BCrypt: the solution designed for this problem

In 1999, Niels Provos and David Mazières presented an elegant solution. A hash that was designed to be slow. “Salt bits” are used in initialization, which is an expensive operation and which takes a configurable amount of time. This configuration is stored with the salt and the hash in one text-string. So if over time computers get twice as fast, one can update the strength as soon as users (are forced to) update their password.

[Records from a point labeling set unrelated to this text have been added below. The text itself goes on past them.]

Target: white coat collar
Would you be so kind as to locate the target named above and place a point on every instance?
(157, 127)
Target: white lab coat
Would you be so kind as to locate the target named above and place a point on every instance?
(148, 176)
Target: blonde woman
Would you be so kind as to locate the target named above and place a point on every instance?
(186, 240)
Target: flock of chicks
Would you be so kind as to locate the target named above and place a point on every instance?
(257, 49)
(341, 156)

So let’s reset to the first table we had, with just the plaintext passwords.

DROP TABLE users;

CREATE TABLE users ( username text, role text, password_plain text);

INSERT INTO users values ( 'Donald', 'admin', 'Katrien');
INSERT INTO users values ( 'Kartien', 'duck', 'Donald');
INSERT INTO users values ( 'Kwik', 'duckling', 'kwaak');
INSERT INTO users values ( 'Kwek', 'duckling', 'kwaak');
INSERT INTO users values ( 'Kwak', 'admin', 'kwaak');

And add a column for the bcrypted password:

ALTER TABLE users ADD COLUMN password_bcrypt text;

Then fill that column. Note that this configuration takes quite some time to be performed.

UPDATE users SET password_bcrypt = 
    crypt(password_plain, get_salt('bf', 12));

ALTER TABLE users DROP COLUMN password_plain;

This 12 is a relative large number, the scale is logarithmic: 10 would be four times quicker. It is 2^n rounds of a cryptographic operation to produce the initialization bits from the salt, which are finally combined with the bits from the password to form the hash.

SELECT * FROM users;

 username |   role   |                       password_bcrypt                        
----------+----------+--------------------------------------------------------------
 Donald   | admin    | $2a$12$vm0/CZ7RQN9CjFhwZ46NgOwrHei5CeSMikmUoz4kXRmk.JuOdfWNy
 Kartien  | duck     | $2a$12$pQjU7U7GYA6WjBAqpWoFuuScdPY4oz/mYOMRxyMWMojb7I.kdQV0K
 Kwik     | duckling | $2a$12$dFuVe8yuE5kIlrJJJFIhNeDXu8TU9HIhW40wmq4J6ww3bR4/owNb.
 Kwek     | duckling | $2a$12$Przg.FFPXfquPeiorHYcve.rpdgGiQkrSbSqC5w7TjNgYkZve79vi
 Kwak     | admin    | $2a$12$rxR41vqdFuD9A5RI/jcvAu6CFr5I9qVeSOWtkFZ74TGUCrhrh29YO

The strings that crypt produces contain, amongst other things, the number of rounds. If new passwords are created with 13 as the configuration for the duration, we can still validate these current passwords. Validating is done with a query like this:

SELECT username, role FROM users WHERE username = 'Donald' 
AND password_bcrypt = crypt('Katrien', password_bcrypt);

Conclusion

Try to avoid storing passwords and introducing user management in your application. There are other solutions for that in the enterprise and in the open internet. If you have to store authentication credentials like passwords, try to store them as safe as possible.

With the support of an Open Source (or closed) database we demonstrate that we can use a safe password storage algorithm fairly easily. BCrypt has proven its worth over the last 16 years.

Having the plain text passwords made life easy in this demonstration. In the next blogpost and video we’ll present a migration path from the md5-hashes to the bcrypt hashes, without having plain-text passwords.